Wolf Biermann schreibt: "Das Sich-aus-allem-Heraushalten,
die scheuschlaue, lebensdumme Tatenlosigkeit im Streit der Welt ist in
der praktischen Auswirkung ein Tun, will sagen: folgenschweres Lassen".
Und wer dann sogar noch hier, mitten in Deutschland, heutzutage
etwa Ehrenmorde oder Zwangsverheiratung, als das Ausleben "kultureller
Besonderheit" verklärt - der praktiziert doch weder Toleranz
noch Respekt. Sondern nur frostige Feigheit und kalte Kapitulation vor
dem fanatischen Islamismus, welcher der neue Totalitarismus des 21. Jahrhunderts
zu werden droht. Europa darf aber nicht hinter die Menschenrechte, und
Frauenrechte, zurückfallen, die es sich in Jahrhunderten so mühsam
erkämpft hat.
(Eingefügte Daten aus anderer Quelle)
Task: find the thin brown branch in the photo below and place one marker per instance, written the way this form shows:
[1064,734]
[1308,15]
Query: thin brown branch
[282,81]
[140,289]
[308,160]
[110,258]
Das darf nicht sein!
Gerade eine freie Gesellschaft soll einen freiheitlichen
Werte-Konsens suchen dürfen und muss ihn dann aber auch gemeinsam
umsetzen wollen. Wird jeder Gruppe, extrem gedacht: sogar jedem Einzelnen,
die eigene "moralische Lufthoheit" zugebilligt, werden Chaos
und Anarchie legitimiert. Denn: Eine Gesellschaft mit total atomisiertem
Wertesystem - hat doch gar keins mehr. Und wird Moral nur noch individualisiert,
privatisiert und fragmentiert, wird ihr Wert am Ende neutralisiert und
eliminiert.
Daher: Mehr, viel mehr Temperament und Leidenschaft, mehr
Wut und Mut und Glut, wenn es darum geht, sich für die Werte einzusetzen,
für die es sich auch zu einzusetzen lohnt:
Für die Freiheit und gegen die Freiheitsfeinde, für
universale gültige Menschenrechte und gegen die Fanatiker, für
die Toleranz und gegen die Fundamentalisten.
Für mehr Zivilcourage braucht man heutzutage sogar
doch nicht einmal mehr wirklich Courage, sondern oft nur noch die Bereitschaft,
die eigene Bequemlichkeit gelegentlich zu überlisten.
Zum Teufel also mit den kalten Herzen! Für das Gute
kämpfen - ja: mit heißem Herzen - statt vor dem Bösen
kapitulieren! Das darf doch auch in einer freien Gesellschaft nicht zu
viel verlangt sein.
Rede gehalten am 9. November 2007 in der Frankfurter Paulskirche.